LA TENTE D’AMUNDSEN AU PÔLE SUD.

Mercredi, 17 janvier. — Soixante-neuvième campement. Nous sommes au but, mais dans des conditions combien différentes de celles que nous espérions ! Journée affreuse : vent debout violent, et 30° sous zéro ; un pareil temps augmente encore l’acuité de la déception. Mes compagnons ont les pieds et les mains glacés.

Ce soir, malgré notre cruelle déception, rata très copieux ; après son absorption, nous éprouvons un très grand bien-être. À ce plat on ajoute une petite tablette de chocolat et une cigarette offerte par Wilson. Maintenant, nous allons battre en retraite à toute vitesse, et entamer une lutte désespérée pour ne pas nous laisser devancer par la mauvaise saison. Y parviendrons-nous ?

Jeudi matin, 18 janvier. — Bowers aperçoit un cairn ; il renferme un document indiquant le passage de cinq Norvégiens : Roald Amundsen, Olav Olavson Bjaaland, Helmer Hanssen, Sverre H. Hassel, Oscar Wisting, 16 décembre 1911. Une note d’Amundsen, que je garde, me prie de faire parvenir une lettre au roi Haakon. Trois sacs en peau de renne contenant un assortiment varié de mitaines et de bas pour la nuit, un sextant, un horizon artificiel de fabrication norvégienne, un hypsomètre dépourvu de thermomètre, un sextant et un second hypsomètre ont été laissés là par nos heureux rivaux.

Nous laissons une note relatant notre passage.
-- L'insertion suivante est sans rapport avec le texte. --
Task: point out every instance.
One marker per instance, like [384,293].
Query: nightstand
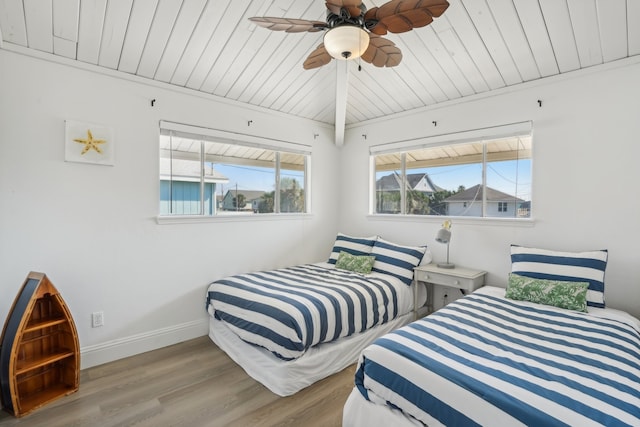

Nous élevons un cairn et déployons notre pauvre Union Jack, puis exécutons une photographie de notre groupe ; pendant tout ce travail, on sent terriblement le froid !

L’ESCOUADE PHOTOGRAPHIÉ AU PÔLE SUD.

À moins de 800 mètres dans le Sud, aperçu un patin de traîneau fiché dans la neige. Nous le prenons pour en faire une vergue lorsque nous établirons la voilure sur le traîneau. Suivant toute probabilité, il marque le point du Pôle, tel que les Norvégiens l’ont déterminé. Nos prédécesseurs ont accompli en entier leur programme. Je suppose qu’ils sont arrivés au but le 15 décembre et l’ont quitté le 17, par conséquent en avance sur la date du 22 décembre qu’avant mon départ pour l’Antarctique j’indiquais comme désirable. L’expédition norvégienne s’attendait, semble-t-il, à éprouver sur le plateau de plus grands froids que ceux qu’elle a rencontrés.
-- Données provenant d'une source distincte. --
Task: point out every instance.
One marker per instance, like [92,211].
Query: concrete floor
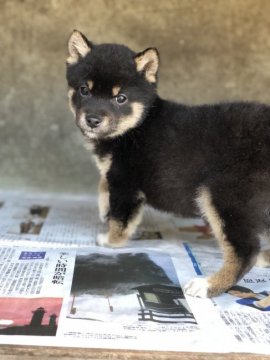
[211,50]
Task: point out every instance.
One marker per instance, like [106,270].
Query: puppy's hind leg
[240,248]
[263,259]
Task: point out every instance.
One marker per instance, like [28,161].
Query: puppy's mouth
[93,126]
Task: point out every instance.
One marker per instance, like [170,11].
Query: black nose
[93,120]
Maintenant nous tournons le dos au but de notre ambition, pour entamer un nouveau labeur singulièrement rude : 1 280 kilomètres pendant lesquels nous aurons à haler notre traîneau au prix de pénibles efforts et sans le soutien de nos beaux rêves !

LE LIEUTENANT BOWERS.

Vendredi, 19 janvier. — Température : 30°,3 sous zéro. Peu de temps après le départ, retrouvé un cairn norvégien et nos propres traces.

La neige fraîche rend la piste fort mauvaise ; pendant la dernière heure, halage très pénible, quoique le traîneau soit léger et que le vent gonfle la voile. Par endroits, nos anciennes traces ont été oblitérées, et par-dessus se sont formés des sastrugi dentelés. Le vent joue avec cette neige pulvérulente comme avec du sable. Comment se fait-il que les sillons laissés par notre traîneau, qui datent de trois jours seulement, soient en partie effacés, tandis que ceux des Norvégiens, vieux d’un mois, demeurent visibles ?
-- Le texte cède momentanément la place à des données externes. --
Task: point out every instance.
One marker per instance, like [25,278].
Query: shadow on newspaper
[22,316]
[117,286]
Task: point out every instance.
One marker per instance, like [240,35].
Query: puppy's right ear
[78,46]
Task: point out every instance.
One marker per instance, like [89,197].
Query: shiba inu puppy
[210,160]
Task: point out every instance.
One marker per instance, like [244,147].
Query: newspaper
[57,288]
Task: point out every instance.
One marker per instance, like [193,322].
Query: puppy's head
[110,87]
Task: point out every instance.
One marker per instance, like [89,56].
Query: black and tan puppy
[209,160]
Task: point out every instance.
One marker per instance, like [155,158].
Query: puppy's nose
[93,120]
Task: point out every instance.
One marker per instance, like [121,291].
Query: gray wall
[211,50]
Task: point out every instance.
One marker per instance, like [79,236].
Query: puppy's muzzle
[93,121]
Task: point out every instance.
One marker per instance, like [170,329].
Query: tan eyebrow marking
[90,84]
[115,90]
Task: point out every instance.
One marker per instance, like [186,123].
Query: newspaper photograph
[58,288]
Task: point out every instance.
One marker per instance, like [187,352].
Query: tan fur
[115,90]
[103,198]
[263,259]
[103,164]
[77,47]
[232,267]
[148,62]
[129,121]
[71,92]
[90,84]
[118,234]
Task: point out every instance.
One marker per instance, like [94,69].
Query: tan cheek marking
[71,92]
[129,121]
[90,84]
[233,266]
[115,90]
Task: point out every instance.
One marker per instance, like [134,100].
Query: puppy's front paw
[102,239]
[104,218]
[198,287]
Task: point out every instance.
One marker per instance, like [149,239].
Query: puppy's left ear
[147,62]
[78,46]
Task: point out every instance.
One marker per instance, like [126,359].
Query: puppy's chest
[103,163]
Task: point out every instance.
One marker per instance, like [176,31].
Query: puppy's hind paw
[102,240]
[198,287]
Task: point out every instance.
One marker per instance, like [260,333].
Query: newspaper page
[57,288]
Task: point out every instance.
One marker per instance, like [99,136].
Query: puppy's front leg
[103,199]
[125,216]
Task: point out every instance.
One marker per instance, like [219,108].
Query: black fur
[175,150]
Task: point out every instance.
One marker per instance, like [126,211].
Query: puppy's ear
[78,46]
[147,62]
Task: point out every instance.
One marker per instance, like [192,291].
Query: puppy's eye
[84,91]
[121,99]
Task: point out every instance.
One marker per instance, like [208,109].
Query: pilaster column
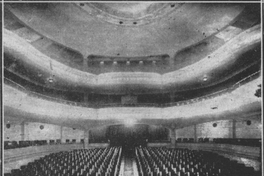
[86,139]
[172,97]
[195,133]
[86,98]
[173,136]
[61,133]
[85,64]
[22,131]
[234,129]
Nous relevons aisément nos cairns, et espérons qu’il en sera toujours ainsi ; naturellement nous ne serons hors d’inquiétude qu’une fois le dépôt des Trois-Degrés atteint. Le retour sera, je le crains, terriblement fatigant et monotone.

Samedi, 20 janvier. — Ce matin, en dépit d’une piste affreusement mauvaise, progrès rapides : 9 milles 3 en cinq heures vingt. Cette marche nous amène au dépôt du Sud ; nous y reprenons les rations laissées dans cette cache, soit quatre jours de vivres. Nous avons maintenant des provisions pour sept jours, à compter de ce soir, et d’ici au dépôt du Demi-Degré, établi le 10 janvier, la distance est de 88 kilomètres. La voile du traîneau nous aide beaucoup.

Dimanche, 21 janvier. — Température variant de −27°,7 à −23°,8. Réveillés par un violent blizzard. L’air est rempli de tourbillons de neige soulevés par le vent ; soleil très terne. Craignant de perdre la trace par un pareil temps, nous décidons de rester sous la tente. Nous nous attendions à une panne d’une journée au moins, lorsque, pendant le déjeuner, soudain le vent a molli. Nous faisons aussitôt nos préparatifs, mais le matériel est tellement couvert de glace que le départ n’a lieu qu’à 3 h. 45.

Je m’attends à ce que les prochains 150 kilomètres soient joliment durs à enlever. Si dans cette région, à la descente, le halage a été terrible, à plus forte raison il le sera à la montée. Encore 72 kilomètres d’ici au prochain dépôt, et six jours de vivres dans les caissons. Cette cache nous fournira des rations pour sept jours. Il nous faudra ensuite couvrir 144 kilomètres pour atteindre le dépôt des Trois-Degrés. Une fois là, nous serons hors d’affaire.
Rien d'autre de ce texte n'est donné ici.